- L'exécution d'un handicapé intellectuel reportée en Georgie

L'exécution d'un condamné à mort attardé mentalement, qui était prévue mercredi en Georgie, a été reportée à lundi prochain en raison d'un changement dans la procédure d'injection létale, a annoncé mardi le directeur des prisons de l'État, Brian Owens.

Warren Hill, un Noir américain qui a passé 21 ans dans le couloir de la mort, a été condamné à la peine capitale en 1991 pour le meurtre d'un codétenu, alors qu'il était en prison pour un autre meurtre, celui de sa compagne, selon les autorités pénitentiaires de l'État.

L'homme de 52 ans doit être le premier exécuté en Georgie par l'injection létale d'un seul produit, le pentobarbital, contre trois auparavant.

« S'appuyant sur l'expérience d'autres États et le témoignage d'experts médicaux, le produit s'est montré efficace. Les services [pénitentiaires] s'engagent à exécuter la décision du tribunal de la manière la plus responsable et professionnelle qui soit », a déclaré le directeur Brian Owens.

Le condamné est doté d'un quotient intellectuel (QI) de 70, le niveau généralement reconnu par les experts pour établir un diagnostic de retard mental. Malgré tout, il s'est vu refuser la clémence lundi par le Comité des grâces de l'État de Georgie.

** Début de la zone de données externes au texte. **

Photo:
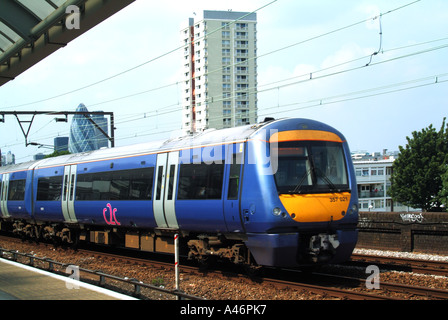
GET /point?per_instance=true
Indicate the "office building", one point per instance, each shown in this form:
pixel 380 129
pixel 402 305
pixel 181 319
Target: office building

Un attardé mental exécuté au Texas

Du côté du Texas, Yokamon Hearn, 34 ans, a été exécuté comme prévu mercredi soir malgré les preuves d'un désordre mental depuis son enfance ainsi que les nombreuses protestations contre son exécution, ont annoncé les autorités pénitenciaires de l'État. La Cour suprême des États-Unis a rejeté son ultime appel quelques heures avant son exécution.

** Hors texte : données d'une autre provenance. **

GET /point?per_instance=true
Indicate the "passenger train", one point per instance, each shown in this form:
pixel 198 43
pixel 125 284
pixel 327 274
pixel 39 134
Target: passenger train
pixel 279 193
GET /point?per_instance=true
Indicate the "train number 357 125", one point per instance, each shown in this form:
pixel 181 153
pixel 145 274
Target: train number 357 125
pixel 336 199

Ce Noir américain, dans le couloir de la mort depuis 1998 pour meurtre, souffrait du syndrome de l'alcoolisation foetale, maladie attribuable au fait que sa mère a consommé une importante quantité d'alcool pendant sa grossesse.

Condamné à la peine capitale à l'âge de 19 ans pour le meurtre d'un Blanc, Yokamon Hearn a été déclaré mort par injection létale à 18 h 37 (22 h 37 GMT), selon les mêmes sources. Il devient ainsi le premier homme à être exécuté au Texas par l'injection létale d'un seul produit, le pentobarbital.

En 2002, la Cour suprême des États-Unis a interdit l'exécution de condamnés attardés mentaux, car leur handicap « ferait courir le risque d'une exécution arbitraire ». Elle laisse toutefois chaque État fixer les conditions requises pour déterminer ce type de handicap.

La Georgie a aboli en 1988 la peine de mort pour les condamnés atteints de retards mentaux. Elle a toutefois établi un seuil de quotient intellectuel plus élevé que les autres États pour définir le retard mental.

Un juge de Georgie avait statué que Warren Hill était attardé intellectuellement, mais à un niveau inférieur à celui requis par l'État. En 2003, la Cour suprême de l'État avait estimé que la défense du condamné n'avait pas atteint le seuil du « doute raisonnable » et une cour d'appel fédérale avait confirmé ce jugement.

La Cour suprême des États-Unis avait rejeté un recours du condamné le 4 juin dernier. Après le refus du Comité des grâces d'accorder la clémence à M. Hill lundi, son avocat a introduit un nouveau recours pour demander à la plus haute juridiction du pays de lui donner un sursis et de réentendre l'affaire pour juger cette exécution contraire à la Constitution, à la lumière de sa décision de 2002.

Appels au moratoire

Plusieurs organisations et personnalités, dont l'ancien président américain Jimmy Carter, mais aussi la famille de la victime, avaient appelé le Comité des grâces de Georgie à commuer la condamnation à mort de M. Hill en réclusion criminelle à perpétuité.

Tandis qu'Amnistie internationale a déclaré que « la réputation de la Georgie sera dangereusement ternie si l'État exécute Warren Hill », un expert de l'Organisation des Nations unies (ONU) à Genève a quant à lui exhorté les États de Georgie et du Texas à suspendre les exécutions des deux hommes.

« C'est une violation des protections [constitutionnelles] sur la peine de mort que d'imposer la punition suprême à des individus souffrant de handicaps psychosociaux », a dit Christof Heyns, le rapporteur spécial de l'Office du haut-commissaire aux droits de l'homme.

La France a de son côté exprimé sa « préoccupation concernant la situation de Warren Hill » et a demandé l'annulation de son exécution, tout en réitérant son appel à un moratoire universel sur la peine de mort.